We live in a relatively quiet small town in Montana in a relatively quiet neighborhood. Our house is on the corner of two streets, which means that our backyard intersects with the backyards of our two closest neighbors — Steph and Adam, Barb and Nate. This is our micro-neighborhood, if you will. Since we share a wooden fence with both parties, we know them fairly well. Plus, Doug and Barb work together, so that makes it even cozier.
Our macro-neighborhood is a little less intimate with us, but no less interesting.
For instance Tom, our neighbor across the street, is a man I knew little about up until a couple of years ago. He wears his long, white hair back in a ponytail and seems to have a semi-annual run-in with the law. The rumor is that his next-door neighbors called the police because he was keeping a horse in his backyard, and the police had to persuade him to find a bigger pasture for his animal. Which is funny, since we lived with a rooster next door for two years, and fantasized calling the cops every time the rooster woke us up at ungodly hours of the morning.
Anyway, Doug was working in our front yard when Tom first introduced himself. He said he had heard us jamming one evening. Turns out he plays guitar too, and I’ve heard him sing Neil Young covers on his porch in a wan, sad way a few times. Doug trotted over to his house to see his fossil collection and hear stories of Tom backing up the band, “Ten Years After” and other tall tales.
But then Tom decided to show up on our doorstep one morning dead drunk, with a guitar strapped around his back and a harmonica to his lips.
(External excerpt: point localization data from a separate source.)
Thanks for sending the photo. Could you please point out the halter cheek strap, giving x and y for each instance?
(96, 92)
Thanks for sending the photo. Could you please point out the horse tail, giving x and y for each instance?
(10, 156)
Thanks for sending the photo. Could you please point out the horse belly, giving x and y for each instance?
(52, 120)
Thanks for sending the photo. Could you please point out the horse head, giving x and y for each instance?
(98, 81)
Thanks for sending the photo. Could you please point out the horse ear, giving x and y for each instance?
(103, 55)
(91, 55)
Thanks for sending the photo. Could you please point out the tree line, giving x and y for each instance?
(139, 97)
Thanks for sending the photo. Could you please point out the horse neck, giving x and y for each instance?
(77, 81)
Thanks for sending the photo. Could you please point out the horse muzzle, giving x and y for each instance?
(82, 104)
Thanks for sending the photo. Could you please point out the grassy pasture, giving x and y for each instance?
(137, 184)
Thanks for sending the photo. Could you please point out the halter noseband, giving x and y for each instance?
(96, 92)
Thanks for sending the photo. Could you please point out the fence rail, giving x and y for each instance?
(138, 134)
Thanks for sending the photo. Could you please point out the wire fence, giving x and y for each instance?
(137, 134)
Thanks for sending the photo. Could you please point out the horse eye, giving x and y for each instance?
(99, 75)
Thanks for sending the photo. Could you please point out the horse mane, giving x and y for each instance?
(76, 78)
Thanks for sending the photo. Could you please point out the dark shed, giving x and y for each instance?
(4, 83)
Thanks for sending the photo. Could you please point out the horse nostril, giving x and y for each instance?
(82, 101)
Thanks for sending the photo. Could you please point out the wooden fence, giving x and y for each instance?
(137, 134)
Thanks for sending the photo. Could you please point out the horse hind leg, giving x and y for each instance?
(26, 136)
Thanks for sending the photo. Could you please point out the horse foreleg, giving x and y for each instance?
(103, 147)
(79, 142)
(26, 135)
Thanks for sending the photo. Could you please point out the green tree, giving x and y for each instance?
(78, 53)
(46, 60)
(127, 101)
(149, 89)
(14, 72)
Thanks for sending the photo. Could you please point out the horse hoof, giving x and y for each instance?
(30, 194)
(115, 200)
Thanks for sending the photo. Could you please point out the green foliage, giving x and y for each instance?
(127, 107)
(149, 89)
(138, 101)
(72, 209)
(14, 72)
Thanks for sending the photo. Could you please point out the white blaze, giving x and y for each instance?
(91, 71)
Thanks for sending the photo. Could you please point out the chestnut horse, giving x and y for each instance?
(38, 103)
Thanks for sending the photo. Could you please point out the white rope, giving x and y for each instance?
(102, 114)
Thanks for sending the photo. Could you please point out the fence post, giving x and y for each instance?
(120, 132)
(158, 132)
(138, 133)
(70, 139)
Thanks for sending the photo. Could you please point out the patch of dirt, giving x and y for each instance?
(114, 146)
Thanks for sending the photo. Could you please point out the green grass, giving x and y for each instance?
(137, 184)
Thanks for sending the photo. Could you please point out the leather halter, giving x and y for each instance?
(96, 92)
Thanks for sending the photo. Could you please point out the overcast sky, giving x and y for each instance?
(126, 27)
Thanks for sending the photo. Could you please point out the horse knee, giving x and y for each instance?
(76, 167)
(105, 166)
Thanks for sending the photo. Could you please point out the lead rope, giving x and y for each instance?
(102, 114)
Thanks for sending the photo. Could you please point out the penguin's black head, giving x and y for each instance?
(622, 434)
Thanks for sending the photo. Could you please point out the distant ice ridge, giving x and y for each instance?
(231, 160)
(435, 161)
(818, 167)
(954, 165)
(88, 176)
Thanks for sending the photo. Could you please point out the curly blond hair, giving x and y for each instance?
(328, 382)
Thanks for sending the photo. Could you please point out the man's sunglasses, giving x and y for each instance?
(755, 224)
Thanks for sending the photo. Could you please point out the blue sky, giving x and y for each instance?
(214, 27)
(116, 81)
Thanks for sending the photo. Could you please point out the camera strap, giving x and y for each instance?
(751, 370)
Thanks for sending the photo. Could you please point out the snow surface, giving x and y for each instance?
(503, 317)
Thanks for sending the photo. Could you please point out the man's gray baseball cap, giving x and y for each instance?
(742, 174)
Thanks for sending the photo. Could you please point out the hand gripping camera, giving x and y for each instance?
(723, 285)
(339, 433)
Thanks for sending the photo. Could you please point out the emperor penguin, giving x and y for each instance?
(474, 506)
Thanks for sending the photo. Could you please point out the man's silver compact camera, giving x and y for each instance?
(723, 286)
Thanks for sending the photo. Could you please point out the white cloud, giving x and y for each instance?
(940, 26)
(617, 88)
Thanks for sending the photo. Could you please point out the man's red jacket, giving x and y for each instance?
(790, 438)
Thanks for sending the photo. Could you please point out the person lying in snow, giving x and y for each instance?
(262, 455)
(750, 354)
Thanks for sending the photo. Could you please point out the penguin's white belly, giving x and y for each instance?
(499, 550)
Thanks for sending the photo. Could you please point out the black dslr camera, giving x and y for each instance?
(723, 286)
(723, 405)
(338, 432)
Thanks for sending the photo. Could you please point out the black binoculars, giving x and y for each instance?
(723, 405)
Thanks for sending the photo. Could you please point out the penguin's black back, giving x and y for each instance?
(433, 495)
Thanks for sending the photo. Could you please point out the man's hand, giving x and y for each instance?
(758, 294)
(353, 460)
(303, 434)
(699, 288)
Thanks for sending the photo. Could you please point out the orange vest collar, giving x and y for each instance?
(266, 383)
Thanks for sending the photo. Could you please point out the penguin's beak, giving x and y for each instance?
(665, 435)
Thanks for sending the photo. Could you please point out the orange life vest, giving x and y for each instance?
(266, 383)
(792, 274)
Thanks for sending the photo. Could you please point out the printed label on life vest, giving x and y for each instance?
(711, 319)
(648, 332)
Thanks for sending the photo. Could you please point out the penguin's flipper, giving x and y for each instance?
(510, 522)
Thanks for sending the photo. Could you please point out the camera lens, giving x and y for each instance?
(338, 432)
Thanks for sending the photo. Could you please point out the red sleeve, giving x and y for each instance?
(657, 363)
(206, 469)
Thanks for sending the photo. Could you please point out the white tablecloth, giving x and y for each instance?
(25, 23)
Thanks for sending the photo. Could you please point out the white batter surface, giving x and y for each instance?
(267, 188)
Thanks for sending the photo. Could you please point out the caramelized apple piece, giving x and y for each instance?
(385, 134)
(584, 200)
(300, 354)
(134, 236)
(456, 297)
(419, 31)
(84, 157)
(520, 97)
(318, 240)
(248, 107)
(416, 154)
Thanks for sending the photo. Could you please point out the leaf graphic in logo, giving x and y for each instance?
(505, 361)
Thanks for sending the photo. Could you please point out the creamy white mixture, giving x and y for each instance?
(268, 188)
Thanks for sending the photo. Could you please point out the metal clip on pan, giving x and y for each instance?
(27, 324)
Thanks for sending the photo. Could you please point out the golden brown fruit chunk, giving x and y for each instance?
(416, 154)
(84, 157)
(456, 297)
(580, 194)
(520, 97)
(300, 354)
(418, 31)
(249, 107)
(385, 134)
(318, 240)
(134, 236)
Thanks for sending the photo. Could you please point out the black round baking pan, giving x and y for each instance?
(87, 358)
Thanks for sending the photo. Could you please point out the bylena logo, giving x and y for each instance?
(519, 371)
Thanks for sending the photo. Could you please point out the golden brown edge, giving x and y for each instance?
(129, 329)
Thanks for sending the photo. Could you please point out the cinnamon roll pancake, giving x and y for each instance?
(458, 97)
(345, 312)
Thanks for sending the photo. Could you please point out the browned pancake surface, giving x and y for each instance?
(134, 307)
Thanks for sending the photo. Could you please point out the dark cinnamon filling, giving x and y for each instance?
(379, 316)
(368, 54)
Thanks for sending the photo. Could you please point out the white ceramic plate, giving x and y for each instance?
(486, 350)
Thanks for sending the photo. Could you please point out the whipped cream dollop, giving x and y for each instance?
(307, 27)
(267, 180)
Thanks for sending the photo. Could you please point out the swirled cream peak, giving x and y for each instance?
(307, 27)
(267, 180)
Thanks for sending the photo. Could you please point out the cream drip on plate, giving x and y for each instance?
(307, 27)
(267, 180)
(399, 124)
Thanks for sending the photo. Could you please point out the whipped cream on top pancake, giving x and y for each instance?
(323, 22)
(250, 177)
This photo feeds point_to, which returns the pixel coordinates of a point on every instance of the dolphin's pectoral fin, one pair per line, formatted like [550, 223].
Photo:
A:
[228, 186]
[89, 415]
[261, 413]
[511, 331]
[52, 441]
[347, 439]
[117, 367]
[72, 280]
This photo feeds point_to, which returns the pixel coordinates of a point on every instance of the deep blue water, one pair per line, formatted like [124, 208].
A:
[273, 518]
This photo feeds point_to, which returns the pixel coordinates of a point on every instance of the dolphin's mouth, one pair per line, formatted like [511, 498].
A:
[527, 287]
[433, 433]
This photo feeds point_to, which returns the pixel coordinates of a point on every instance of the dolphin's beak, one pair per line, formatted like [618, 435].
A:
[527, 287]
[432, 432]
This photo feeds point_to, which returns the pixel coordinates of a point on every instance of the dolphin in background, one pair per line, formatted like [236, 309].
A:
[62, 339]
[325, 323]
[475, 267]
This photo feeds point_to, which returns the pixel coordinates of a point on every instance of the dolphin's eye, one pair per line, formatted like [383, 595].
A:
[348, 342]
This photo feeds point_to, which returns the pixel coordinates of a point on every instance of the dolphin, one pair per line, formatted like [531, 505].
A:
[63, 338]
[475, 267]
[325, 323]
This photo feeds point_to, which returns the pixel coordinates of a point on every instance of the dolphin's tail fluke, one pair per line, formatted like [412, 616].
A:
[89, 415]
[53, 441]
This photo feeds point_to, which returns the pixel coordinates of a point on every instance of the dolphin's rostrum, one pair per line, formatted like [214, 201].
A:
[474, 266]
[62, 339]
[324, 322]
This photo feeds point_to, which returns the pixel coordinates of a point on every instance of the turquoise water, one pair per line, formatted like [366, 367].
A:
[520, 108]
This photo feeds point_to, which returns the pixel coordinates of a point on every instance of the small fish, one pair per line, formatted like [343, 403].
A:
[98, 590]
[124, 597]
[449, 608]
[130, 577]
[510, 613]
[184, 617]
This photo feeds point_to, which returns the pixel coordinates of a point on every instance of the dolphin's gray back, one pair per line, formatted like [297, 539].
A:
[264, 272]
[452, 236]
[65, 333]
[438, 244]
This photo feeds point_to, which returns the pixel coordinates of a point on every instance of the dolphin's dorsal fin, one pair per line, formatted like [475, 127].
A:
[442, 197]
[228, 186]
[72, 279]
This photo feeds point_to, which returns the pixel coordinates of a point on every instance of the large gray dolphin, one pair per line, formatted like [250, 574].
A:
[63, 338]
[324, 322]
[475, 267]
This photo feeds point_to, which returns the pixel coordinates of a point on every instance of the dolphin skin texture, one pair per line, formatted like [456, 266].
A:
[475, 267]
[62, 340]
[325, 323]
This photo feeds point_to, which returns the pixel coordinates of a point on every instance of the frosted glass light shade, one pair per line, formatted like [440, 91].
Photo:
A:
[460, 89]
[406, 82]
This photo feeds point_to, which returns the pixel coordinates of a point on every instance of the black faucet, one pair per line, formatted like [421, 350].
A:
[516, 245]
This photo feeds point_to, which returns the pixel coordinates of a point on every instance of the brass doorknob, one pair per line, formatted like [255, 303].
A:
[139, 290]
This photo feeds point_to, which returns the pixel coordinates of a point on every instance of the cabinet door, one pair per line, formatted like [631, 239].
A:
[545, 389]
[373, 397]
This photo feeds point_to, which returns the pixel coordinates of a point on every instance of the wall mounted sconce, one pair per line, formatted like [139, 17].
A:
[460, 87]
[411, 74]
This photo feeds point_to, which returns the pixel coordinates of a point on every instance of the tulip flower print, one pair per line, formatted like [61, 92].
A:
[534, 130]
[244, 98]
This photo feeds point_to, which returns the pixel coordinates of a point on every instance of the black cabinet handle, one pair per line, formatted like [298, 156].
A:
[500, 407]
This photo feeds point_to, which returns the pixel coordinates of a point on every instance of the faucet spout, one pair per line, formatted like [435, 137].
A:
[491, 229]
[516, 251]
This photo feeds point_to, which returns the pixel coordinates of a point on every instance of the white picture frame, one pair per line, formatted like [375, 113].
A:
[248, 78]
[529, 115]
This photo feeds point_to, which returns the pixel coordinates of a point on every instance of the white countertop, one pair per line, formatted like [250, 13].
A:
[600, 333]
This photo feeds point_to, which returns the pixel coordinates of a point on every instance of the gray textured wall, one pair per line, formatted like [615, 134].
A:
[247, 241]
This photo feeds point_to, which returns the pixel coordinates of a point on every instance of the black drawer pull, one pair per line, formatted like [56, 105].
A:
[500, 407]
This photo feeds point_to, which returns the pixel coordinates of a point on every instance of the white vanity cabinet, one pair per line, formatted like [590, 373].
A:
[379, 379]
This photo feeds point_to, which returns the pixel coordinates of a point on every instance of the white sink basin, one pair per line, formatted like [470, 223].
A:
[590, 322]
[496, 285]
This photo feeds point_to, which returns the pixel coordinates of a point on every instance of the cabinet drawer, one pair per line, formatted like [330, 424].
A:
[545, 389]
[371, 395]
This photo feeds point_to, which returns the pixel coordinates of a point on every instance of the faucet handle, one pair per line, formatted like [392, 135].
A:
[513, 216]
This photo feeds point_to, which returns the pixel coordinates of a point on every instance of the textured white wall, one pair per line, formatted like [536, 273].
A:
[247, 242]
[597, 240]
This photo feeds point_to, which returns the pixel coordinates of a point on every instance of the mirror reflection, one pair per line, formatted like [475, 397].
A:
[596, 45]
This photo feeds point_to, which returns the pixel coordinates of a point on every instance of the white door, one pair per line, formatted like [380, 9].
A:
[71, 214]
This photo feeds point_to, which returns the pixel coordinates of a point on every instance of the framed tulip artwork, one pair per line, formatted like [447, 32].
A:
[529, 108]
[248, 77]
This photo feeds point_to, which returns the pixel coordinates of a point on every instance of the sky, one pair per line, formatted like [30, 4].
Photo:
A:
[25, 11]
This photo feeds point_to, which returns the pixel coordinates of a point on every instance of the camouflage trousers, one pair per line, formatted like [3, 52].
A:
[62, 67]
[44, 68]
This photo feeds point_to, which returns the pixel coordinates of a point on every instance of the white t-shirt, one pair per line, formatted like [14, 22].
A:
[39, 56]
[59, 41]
“Is your old man in?” he asked, and I let him inside to share the song he wrote with us. Tom walked into the middle of our living room, took a wide cowboy stance while we watched from the kitchen (we were canning tomatoes) and belted out a nifty original tune sung in the style of Neil Young. It expressed his sincere love for his ex-wife, and his sincere regret that she gave all of their money away to the local cult. It’s hard to rhyme with the words “Church Universal Triumphant” but I gave him points for trying. After the song, he explained that he hoped to reconcile with his wife and ran after her truck the last time he saw her to see if he could jump in the back and break out her back window with his fist as a gesture of his love (and I’m assuming anguish). “I think she might have come back to me,” he said. Too bad he can’t run faster than 5 miles an hour.
It’s been two years since Tom’s serenade and I still hide in the backyard when I see him venture onto the sidewalk. Not that he’s dangerous, but the whiskey and women and junk cars kind of preclude the kind of neighborly relationship where you barbecue together. Sometimes you can know too much about your neighbor to be friends, without even trying.